The Federal Energy Regulatory Commission has approved the wholesale rate treatment for a proposed $1.8 billion, 290-mile transmission line from American Electric Power's John Amos plant near St. Albans to a substation southeast of Frederick, Md.
The behemoth transmission line will likely go through Calhoun and other regional counties.
The Potomac-Appalachian Transmission Highline, known as PATH, is a joint venture of American Electric Power and Allegheny Energy, according to George Holhman, business editor of the Charleston Gazette.
American Electric Power's part of the project is approximately $600 million.
The Federal Energy Regulatory Commission is allowing the joint venture to charge rates that will earn a 14.3 percent return on equity, according to Holhman.
Dow Jones Newswires called the return "extremely high for a regulated utility project," and said, "the generous incentives provided reflect the government's desire to encourage new transmission lines to bring excess power from Appalachia and the Midwest to constrained areas in Maryland, Delaware and New Jersey."
"PATH addresses significant reliability concerns, including overloads that will occur on more than 13 existing transmission lines in Maryland, West Virginia, Virginia and Pennsylvania as soon as 2012 if the line is not built," said Michael Morris, AEP chairman.
Still, the nature of the project appears to to use a coal-fired power plant in West Virginia near the coal fields to generate electric for highly-populated urban areas in the northeast, as opposed to locating power plants near the areas of need.

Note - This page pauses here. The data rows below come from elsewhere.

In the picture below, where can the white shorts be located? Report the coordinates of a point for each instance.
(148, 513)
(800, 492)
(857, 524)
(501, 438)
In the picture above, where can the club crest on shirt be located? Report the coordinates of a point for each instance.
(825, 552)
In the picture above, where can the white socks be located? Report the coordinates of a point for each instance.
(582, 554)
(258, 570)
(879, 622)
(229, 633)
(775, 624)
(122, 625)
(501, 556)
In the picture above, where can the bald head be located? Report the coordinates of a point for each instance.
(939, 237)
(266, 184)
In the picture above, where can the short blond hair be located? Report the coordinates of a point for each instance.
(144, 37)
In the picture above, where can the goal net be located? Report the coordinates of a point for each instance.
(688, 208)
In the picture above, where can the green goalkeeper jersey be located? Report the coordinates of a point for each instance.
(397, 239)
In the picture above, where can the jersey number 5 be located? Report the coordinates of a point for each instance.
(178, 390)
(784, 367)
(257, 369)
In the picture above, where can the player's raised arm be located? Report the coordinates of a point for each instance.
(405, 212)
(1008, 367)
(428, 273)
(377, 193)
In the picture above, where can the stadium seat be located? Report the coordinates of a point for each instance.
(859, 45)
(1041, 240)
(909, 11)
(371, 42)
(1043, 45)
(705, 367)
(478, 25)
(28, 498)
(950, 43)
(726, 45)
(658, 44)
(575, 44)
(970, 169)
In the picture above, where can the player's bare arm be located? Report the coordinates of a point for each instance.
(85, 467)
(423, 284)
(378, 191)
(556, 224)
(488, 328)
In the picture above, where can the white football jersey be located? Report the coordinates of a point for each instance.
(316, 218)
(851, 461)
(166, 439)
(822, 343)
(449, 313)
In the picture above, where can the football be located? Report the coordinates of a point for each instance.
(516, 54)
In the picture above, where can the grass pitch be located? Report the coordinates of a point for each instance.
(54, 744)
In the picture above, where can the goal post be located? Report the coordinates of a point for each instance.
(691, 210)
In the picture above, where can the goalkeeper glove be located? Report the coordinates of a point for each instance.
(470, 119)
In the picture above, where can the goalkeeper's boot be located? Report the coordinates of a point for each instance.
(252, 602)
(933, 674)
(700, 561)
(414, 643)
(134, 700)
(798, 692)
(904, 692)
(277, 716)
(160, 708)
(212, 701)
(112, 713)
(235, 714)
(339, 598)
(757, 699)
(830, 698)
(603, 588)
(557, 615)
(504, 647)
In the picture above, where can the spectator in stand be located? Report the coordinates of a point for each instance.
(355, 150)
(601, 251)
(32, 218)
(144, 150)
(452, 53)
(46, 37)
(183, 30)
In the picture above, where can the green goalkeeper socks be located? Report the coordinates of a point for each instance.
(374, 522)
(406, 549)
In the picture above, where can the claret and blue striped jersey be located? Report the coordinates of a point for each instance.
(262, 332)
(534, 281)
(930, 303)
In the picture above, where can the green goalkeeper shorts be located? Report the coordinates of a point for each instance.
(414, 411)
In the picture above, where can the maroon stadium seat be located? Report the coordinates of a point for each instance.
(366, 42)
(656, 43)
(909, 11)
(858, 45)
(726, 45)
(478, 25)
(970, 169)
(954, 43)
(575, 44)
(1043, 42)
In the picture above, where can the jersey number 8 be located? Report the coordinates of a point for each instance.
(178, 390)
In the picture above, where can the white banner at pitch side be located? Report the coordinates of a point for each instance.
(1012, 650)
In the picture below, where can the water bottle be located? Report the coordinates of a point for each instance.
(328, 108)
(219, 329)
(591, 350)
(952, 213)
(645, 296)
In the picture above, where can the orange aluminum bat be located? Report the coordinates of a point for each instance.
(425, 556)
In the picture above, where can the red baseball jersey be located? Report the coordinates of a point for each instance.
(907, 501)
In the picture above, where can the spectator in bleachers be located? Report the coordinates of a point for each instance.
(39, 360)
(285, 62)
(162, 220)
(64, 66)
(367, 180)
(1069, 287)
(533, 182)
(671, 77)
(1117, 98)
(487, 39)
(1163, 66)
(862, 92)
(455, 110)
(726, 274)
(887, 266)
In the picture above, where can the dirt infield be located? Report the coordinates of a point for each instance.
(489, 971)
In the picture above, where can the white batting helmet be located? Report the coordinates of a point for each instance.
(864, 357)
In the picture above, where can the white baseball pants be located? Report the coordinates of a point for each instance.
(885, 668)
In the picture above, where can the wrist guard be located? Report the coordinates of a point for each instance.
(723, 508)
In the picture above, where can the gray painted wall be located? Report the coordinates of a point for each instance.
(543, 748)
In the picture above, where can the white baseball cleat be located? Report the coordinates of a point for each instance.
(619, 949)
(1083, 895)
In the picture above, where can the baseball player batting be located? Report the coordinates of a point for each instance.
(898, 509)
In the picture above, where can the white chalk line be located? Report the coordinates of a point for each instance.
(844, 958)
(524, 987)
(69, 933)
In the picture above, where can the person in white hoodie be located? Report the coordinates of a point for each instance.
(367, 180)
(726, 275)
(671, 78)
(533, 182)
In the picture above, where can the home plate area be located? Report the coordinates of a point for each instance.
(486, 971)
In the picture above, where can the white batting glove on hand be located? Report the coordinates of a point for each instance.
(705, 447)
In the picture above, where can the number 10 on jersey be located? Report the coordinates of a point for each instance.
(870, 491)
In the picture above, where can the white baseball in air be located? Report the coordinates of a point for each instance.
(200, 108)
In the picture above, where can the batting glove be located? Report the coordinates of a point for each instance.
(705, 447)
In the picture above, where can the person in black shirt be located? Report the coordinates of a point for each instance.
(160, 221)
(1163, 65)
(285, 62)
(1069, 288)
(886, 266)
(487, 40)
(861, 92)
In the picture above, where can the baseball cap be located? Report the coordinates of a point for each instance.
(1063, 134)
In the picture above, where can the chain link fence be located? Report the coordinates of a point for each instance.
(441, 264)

PJM Interconnection, the regional transmission grid operator for a 13-state area that includes West Virginia, approved construction of the line last year.
Routing studies and environmental assessments have begun for the line.
"The companies anticipate seeking regulatory approvals for the project from the utility commissions in both West Virginia and Maryland in the fourth quarter of 2008, following the completion of the routing studies," AEP said.
Last October the Bush administration designated swaths of the eastern United States, including 41 of West Virginia's 55 counties, as critical to the nation's energy grid.
That designationallows new high-transmission lines to be built despite state or any local opposition - an right of imminent domain for a cause that excedes personal property rights.
American Electric Power said this week that it and Allegheny Energy are committed to working with landowners, neighboring residents, business owners, affected communities and regulators to minimie the impact of the PATH project.
AEP serves more than 5 million customers in 11 states.
The company's Appalachian Power subsidiary serves most of the southern half of West Virginia.
Allegheny Energy, which serves customers across the northern half of West Virginia, has also proposed construction of a transmission line that would extend from a point south of Pittsburgh to Middletown, Va. About 114 miles of that line would BE across West Virginia, passing to the west of Morgantown in Monongalia County and crossing Preston, Tucker, Grant, Hardy and Hampshire counties.
Allegheny has met stiff resistance from some landowners and community groups in Monongalia and Tucker counties.
Last October business, labor and lobbyiest representatives created "West Virginians for Reliable Power," a group organized to push for the giant transmission infrastructure.